Even as eyeballs keep moving to new platforms and devices, dollars lag -- which is why Shapiro has downgraded media conglomerates such as Disney, Viacom, Time Warner and News Corp. to "market weight" because there are no near-term catalysts to boost valuations and revenue. Even an unlikely trend in the wholesale privatization of media conglomerates and the more likely continuation of select asset divestitures would have limited and short-lived upside.
As aggregate traditional media advertising spend and pricing continue to decline and cede to new media, the onus is on television, radio and publishing to launch transaction and other interactive experiences that will reinvigorate advertising especially in an "event"-driven year.
While this year's upfront ad market might offer some hopeful glimpse in light of a mere 3% network ad revenue growth from pricing on flat to declining viewer ratings, the political elections that are media's only reliable growth boost must be leveraged to assure traditional players a bigger slice of the Internet's steady 30% growth in the domestic ad market. Nearly all of the $1.5 billion spent on local media advertising related to last year's congressional and local elections was on traditional airtime and print, even as it appears that local media ad spending dipped in 2006 for the second consecutive year. Slowing macroeconomic growth -- whether organic or driven by the Federal Reserve Bank through a change in interest rates -- would adversely affect the biggest of media players, whose core businesses are rooted in advertising and consumer-spending revenue streams. That would make reaping all of the traditional spending on the national election season all the more critical.
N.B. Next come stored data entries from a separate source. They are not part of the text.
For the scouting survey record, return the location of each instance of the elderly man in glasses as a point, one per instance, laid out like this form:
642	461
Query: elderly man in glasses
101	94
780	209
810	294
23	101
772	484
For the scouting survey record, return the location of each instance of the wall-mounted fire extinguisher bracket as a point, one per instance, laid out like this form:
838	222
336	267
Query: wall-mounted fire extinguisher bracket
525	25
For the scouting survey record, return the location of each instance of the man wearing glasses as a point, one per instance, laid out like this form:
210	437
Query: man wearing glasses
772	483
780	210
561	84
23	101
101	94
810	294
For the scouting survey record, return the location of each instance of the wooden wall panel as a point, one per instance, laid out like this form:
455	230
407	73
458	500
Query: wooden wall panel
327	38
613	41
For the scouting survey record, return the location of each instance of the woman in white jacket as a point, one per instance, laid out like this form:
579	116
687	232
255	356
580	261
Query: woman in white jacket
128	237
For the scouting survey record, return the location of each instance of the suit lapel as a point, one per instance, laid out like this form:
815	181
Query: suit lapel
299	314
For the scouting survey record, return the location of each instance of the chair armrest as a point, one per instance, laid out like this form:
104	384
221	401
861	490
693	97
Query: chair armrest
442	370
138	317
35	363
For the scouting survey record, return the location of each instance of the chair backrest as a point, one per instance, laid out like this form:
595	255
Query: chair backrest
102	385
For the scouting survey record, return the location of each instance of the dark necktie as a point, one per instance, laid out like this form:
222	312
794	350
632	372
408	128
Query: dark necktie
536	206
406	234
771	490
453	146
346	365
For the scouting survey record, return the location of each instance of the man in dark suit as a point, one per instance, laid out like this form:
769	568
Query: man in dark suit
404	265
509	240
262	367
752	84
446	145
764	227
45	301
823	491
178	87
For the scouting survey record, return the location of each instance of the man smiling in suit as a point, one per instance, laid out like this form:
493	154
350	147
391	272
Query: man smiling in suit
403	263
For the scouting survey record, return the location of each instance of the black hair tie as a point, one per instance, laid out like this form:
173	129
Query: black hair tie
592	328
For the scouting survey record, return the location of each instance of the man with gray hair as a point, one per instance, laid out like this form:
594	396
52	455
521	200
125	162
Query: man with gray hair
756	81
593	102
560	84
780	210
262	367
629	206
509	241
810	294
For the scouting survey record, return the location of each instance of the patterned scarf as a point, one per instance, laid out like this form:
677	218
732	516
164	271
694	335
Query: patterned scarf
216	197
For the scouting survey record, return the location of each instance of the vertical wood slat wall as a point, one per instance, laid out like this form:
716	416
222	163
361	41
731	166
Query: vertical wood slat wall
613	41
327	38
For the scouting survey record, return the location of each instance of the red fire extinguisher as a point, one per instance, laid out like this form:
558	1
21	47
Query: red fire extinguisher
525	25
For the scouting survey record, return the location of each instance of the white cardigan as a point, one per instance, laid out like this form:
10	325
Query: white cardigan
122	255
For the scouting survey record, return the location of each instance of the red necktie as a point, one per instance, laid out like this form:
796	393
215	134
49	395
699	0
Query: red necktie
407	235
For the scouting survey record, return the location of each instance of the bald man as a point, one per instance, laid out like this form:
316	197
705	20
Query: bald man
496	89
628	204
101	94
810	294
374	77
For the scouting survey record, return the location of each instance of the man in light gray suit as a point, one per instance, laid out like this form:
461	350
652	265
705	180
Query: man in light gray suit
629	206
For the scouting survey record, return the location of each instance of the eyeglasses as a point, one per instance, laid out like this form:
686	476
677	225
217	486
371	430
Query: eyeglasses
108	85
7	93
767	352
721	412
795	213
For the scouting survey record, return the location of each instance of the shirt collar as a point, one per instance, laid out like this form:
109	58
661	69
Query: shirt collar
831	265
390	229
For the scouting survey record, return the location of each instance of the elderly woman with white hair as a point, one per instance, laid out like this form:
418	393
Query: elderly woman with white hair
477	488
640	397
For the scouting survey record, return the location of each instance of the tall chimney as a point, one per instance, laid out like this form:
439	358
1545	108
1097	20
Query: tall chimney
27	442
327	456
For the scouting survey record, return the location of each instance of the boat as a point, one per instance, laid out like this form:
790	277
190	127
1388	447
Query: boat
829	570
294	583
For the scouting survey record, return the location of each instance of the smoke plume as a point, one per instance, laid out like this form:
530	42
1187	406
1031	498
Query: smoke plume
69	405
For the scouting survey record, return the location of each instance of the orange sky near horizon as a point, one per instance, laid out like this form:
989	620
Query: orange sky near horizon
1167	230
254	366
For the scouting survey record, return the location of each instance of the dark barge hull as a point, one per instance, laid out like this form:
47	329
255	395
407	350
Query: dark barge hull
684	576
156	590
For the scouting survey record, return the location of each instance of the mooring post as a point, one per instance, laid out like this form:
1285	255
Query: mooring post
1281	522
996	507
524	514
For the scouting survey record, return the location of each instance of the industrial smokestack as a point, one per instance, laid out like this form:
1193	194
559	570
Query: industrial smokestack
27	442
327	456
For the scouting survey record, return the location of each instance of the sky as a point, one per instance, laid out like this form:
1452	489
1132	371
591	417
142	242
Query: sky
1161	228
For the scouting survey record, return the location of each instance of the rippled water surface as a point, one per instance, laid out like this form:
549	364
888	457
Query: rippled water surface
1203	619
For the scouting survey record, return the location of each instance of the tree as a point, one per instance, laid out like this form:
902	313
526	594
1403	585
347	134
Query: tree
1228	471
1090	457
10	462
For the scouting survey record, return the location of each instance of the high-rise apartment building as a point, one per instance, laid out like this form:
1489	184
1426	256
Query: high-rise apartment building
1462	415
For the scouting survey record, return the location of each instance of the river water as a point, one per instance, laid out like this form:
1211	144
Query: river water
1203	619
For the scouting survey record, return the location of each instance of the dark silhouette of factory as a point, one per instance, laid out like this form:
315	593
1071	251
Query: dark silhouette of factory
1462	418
And that brings us back to Clinton, Obama and Edwards.
Big media, or even local media, are blocked from any direct economic participation in or exploitation of presidential candidates' regular enterprising interactive campaigning, which Clinton continues this week with live online chats. There is no telling how it might affect advertising-supported live broadcast debates or one-on-one interviews with the candidates.
But there are other big-media players perhaps better suited to taking a service approach to exploiting digital interactivity in this new style of national politics on the Web. Apple's iPod nation could launch novel election-year downloads and connections. AT&T could use its newly expanded dominant broadband wireless data and video telecom Unity network to connect candidates and voters, which might reinvigorate the process.
The kind of cantankerous, no-holds-barred fight for the White House that has become the norm is bound by the passionate issues, volatile events and news headlines that drive record-breaking traffic on news Web sites, blogs, chat rooms, Internet video and e-mails. It is just the kind of provocative event that will heighten the ways in which consumers access, search, transfer, socialize about and respond to online content from a variety of devices and platforms ranging from iPods, personal computers and Internet-supported mobile phones to IPTV. This is not about over-the-air television reaching a mere 5% of consumers by 2011, as Forrester Research predicts, as much as interactive platforms, content, consumers and advertisers evolving together to create new value, especially at opportunistic times like these.
The age of blockbuster entertainment may be over -- according to Wired editor Chris Anderson, author of the recent best-seller "The Long Tail: Why the Future of Business Is Selling Less of More" -- but blockbuster news events still boost TV news ratings, drive Web site traffic and sell newspapers.
It will be a costly mistake if major television networks, station groups, newspaper owners and even radio outlets approach the unfolding presidential campaign with a business-as-usual mind-set. Clearly the candidates are not.